| International Journal of Computer Applications |
| Foundation of Computer Science (FCS), NY, USA |
| Volume 187 - Number 58 |
| Year of Publication: 2025 |
| Authors: Ramtin Dabiri |
10.5120/ijca2025925985
|
Ramtin Dabiri . Non-Invasive Abalone Sex Classification from External Measurements using Interpretable Machine Learning. International Journal of Computer Applications. 187, 58 ( Nov 2025), 65-72. DOI=10.5120/ijca2025925985
Accurate sex classification of abalone is essential for selective breeding and ethical harvesting, yet many existing studies rely on invasive measurements (e.g., internal weights), limiting real-world deployment. This study contributes two innovations motivated by practical field constraints. First, a strictly non-invasive framework is adopted, using only external traits—length, diameter, height, and whole weight—so specimens are not opened.

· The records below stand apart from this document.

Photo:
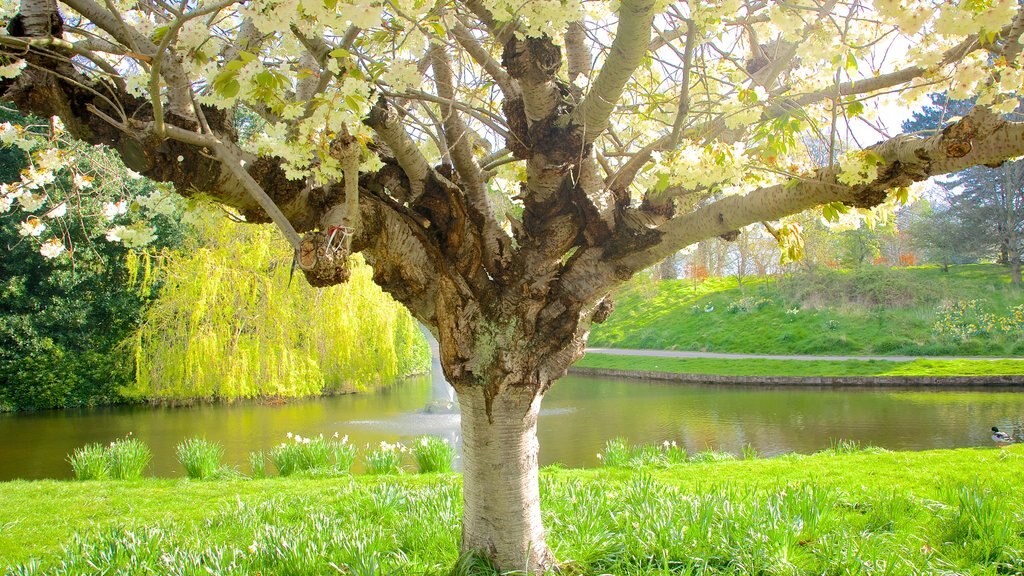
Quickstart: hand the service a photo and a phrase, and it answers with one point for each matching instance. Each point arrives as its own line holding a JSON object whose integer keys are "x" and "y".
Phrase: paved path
{"x": 678, "y": 354}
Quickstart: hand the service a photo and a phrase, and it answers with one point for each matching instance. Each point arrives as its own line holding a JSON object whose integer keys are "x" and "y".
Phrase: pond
{"x": 579, "y": 415}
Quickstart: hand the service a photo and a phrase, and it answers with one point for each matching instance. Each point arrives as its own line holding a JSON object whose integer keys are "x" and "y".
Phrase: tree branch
{"x": 384, "y": 120}
{"x": 578, "y": 56}
{"x": 496, "y": 242}
{"x": 464, "y": 36}
{"x": 979, "y": 137}
{"x": 628, "y": 49}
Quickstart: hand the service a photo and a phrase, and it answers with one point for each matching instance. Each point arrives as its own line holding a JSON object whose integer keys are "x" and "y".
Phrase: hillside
{"x": 970, "y": 311}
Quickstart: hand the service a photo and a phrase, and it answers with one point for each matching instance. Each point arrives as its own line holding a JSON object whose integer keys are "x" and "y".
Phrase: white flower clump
{"x": 32, "y": 227}
{"x": 51, "y": 248}
{"x": 114, "y": 209}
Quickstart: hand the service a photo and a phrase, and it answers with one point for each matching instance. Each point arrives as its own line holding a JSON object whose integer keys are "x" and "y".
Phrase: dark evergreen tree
{"x": 62, "y": 321}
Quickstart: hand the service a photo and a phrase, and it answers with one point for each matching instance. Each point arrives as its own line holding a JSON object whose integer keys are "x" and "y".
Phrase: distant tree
{"x": 62, "y": 321}
{"x": 939, "y": 236}
{"x": 984, "y": 203}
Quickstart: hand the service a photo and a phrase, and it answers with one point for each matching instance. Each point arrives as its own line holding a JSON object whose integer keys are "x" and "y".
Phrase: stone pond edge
{"x": 971, "y": 381}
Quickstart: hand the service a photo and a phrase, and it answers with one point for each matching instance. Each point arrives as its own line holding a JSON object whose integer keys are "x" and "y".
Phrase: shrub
{"x": 200, "y": 457}
{"x": 385, "y": 459}
{"x": 301, "y": 454}
{"x": 89, "y": 462}
{"x": 433, "y": 454}
{"x": 127, "y": 457}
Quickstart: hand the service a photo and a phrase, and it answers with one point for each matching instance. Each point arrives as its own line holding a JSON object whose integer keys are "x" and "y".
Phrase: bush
{"x": 386, "y": 459}
{"x": 433, "y": 454}
{"x": 127, "y": 457}
{"x": 89, "y": 462}
{"x": 200, "y": 457}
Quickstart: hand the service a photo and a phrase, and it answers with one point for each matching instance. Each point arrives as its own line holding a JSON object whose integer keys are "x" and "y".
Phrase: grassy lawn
{"x": 729, "y": 367}
{"x": 872, "y": 311}
{"x": 843, "y": 511}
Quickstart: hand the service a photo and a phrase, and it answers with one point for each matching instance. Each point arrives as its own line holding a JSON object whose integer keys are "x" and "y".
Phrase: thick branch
{"x": 578, "y": 56}
{"x": 384, "y": 120}
{"x": 980, "y": 137}
{"x": 480, "y": 54}
{"x": 496, "y": 242}
{"x": 628, "y": 49}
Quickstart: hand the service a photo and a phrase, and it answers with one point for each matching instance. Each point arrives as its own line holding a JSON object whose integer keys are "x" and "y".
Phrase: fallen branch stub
{"x": 324, "y": 257}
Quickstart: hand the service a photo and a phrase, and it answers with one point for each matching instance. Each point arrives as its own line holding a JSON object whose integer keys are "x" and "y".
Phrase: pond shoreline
{"x": 1006, "y": 380}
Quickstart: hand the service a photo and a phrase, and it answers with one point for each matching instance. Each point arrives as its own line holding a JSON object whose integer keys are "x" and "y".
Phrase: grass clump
{"x": 344, "y": 453}
{"x": 301, "y": 454}
{"x": 384, "y": 459}
{"x": 617, "y": 453}
{"x": 200, "y": 457}
{"x": 433, "y": 454}
{"x": 257, "y": 463}
{"x": 127, "y": 458}
{"x": 89, "y": 462}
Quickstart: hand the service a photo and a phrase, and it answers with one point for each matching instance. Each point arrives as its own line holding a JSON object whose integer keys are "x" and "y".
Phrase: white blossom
{"x": 31, "y": 202}
{"x": 51, "y": 248}
{"x": 32, "y": 227}
{"x": 58, "y": 211}
{"x": 114, "y": 209}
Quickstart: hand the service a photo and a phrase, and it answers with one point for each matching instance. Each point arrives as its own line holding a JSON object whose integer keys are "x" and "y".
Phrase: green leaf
{"x": 663, "y": 182}
{"x": 229, "y": 88}
{"x": 159, "y": 33}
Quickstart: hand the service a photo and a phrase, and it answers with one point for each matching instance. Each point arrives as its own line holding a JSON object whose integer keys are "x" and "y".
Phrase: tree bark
{"x": 501, "y": 492}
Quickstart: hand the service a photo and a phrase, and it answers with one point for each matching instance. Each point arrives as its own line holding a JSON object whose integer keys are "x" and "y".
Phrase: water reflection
{"x": 579, "y": 415}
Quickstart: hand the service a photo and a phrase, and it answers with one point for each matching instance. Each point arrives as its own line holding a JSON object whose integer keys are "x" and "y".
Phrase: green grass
{"x": 732, "y": 367}
{"x": 200, "y": 457}
{"x": 871, "y": 311}
{"x": 847, "y": 510}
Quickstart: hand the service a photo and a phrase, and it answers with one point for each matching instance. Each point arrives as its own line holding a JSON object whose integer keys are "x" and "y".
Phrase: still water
{"x": 578, "y": 416}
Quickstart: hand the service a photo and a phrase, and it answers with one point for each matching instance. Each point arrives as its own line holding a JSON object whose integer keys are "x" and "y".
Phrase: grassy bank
{"x": 841, "y": 511}
{"x": 800, "y": 368}
{"x": 873, "y": 311}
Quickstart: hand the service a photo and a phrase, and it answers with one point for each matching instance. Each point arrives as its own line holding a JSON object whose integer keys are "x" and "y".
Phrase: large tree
{"x": 503, "y": 165}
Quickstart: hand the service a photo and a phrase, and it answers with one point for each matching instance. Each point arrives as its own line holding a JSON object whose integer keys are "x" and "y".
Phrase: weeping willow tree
{"x": 230, "y": 324}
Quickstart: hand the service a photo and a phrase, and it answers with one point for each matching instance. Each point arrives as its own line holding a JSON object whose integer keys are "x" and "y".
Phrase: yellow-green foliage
{"x": 227, "y": 325}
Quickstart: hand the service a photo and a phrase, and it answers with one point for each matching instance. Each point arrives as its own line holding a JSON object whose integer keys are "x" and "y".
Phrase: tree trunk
{"x": 1015, "y": 263}
{"x": 501, "y": 493}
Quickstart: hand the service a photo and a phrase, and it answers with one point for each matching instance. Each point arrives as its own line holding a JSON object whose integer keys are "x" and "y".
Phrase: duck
{"x": 1000, "y": 438}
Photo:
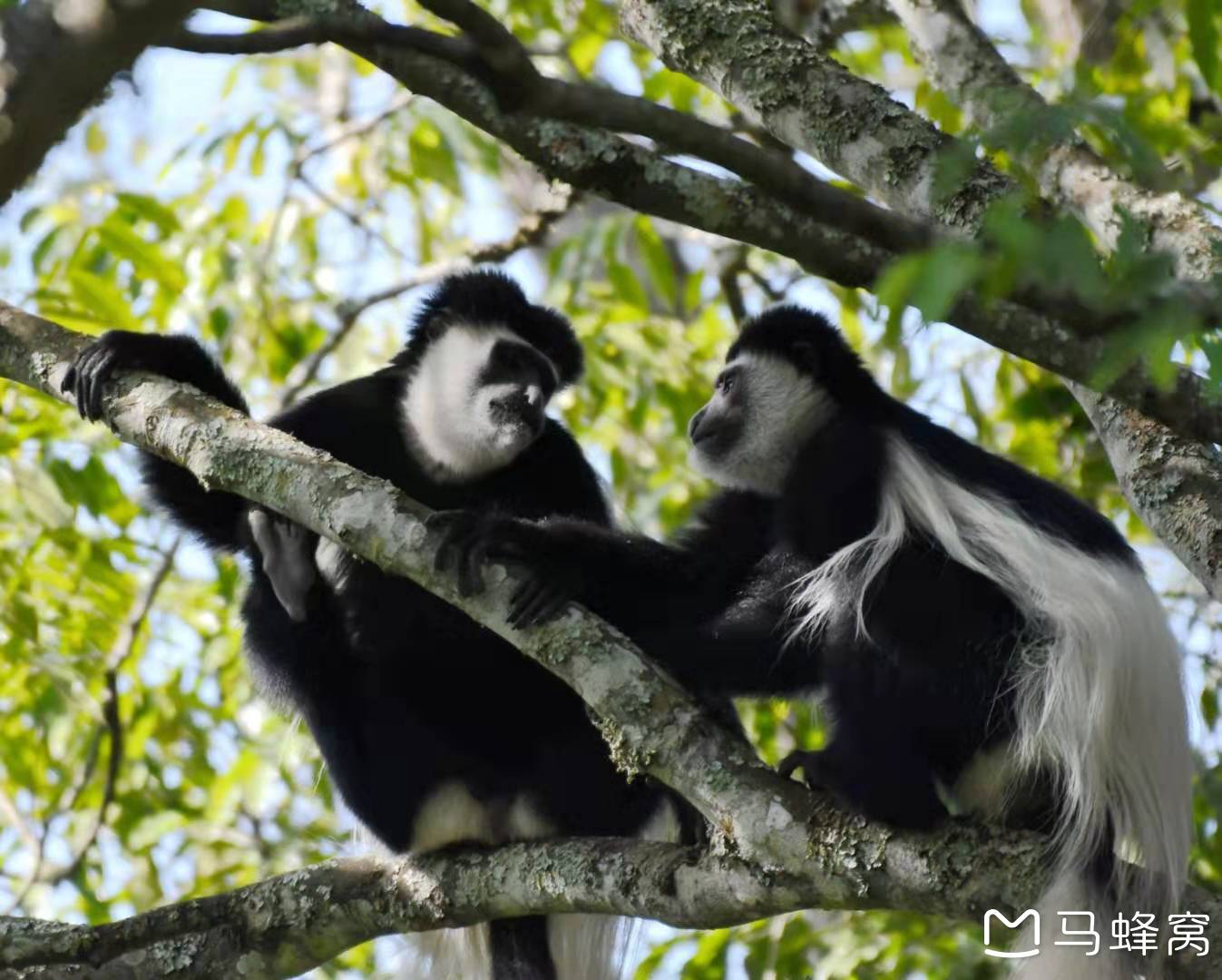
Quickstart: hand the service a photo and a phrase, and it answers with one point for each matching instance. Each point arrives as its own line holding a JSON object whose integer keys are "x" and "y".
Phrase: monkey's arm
{"x": 630, "y": 579}
{"x": 215, "y": 518}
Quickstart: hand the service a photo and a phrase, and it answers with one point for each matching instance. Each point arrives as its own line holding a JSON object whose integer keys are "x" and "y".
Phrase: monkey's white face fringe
{"x": 1100, "y": 695}
{"x": 449, "y": 413}
{"x": 784, "y": 408}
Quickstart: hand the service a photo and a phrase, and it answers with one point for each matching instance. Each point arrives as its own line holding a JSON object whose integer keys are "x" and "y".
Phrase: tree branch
{"x": 640, "y": 180}
{"x": 259, "y": 931}
{"x": 1175, "y": 485}
{"x": 853, "y": 127}
{"x": 777, "y": 847}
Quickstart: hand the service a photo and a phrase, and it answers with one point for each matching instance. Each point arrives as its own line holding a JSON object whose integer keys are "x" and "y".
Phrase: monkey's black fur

Second, instead of the common rank-then-select approach, a ranking-guided combinatorial search over polynomial and interaction terms (degree ≤ 5) is applied for multinomial logistic regression. This design is motivated by three considerations: (1) standard ranking methods (ANOVA, Mutual Information, Random Forest) evaluate variables largely in isolation, whereas sex signal emerges from feature–feature interactions; (2) relationships among external measurements are partly non-linear, so higher-order terms capture structure missed by base features or linear models; and (3) rankings can be unstable under collinearity and outliers, making empirical validation of feature sets more robust. Under an outlier-inclusive protocol, a compact model excluding diameter attains 0.5689 test accuracy, while an all-four-measurements model reaches 0.5641—both exceeding the commonly reported 0.50–0.55 range for this dataset and avoiding invasive measurements. The curated interaction design enables logistic regression to outperform more complex models (e.g., tuned SVM and XGBoost), indicating that interaction construction, rather than model complexity, is the key driver of accuracy under non-invasive constraints. The resulting pipeline is interpretable, field-deployable, and supported by fully reproducible code.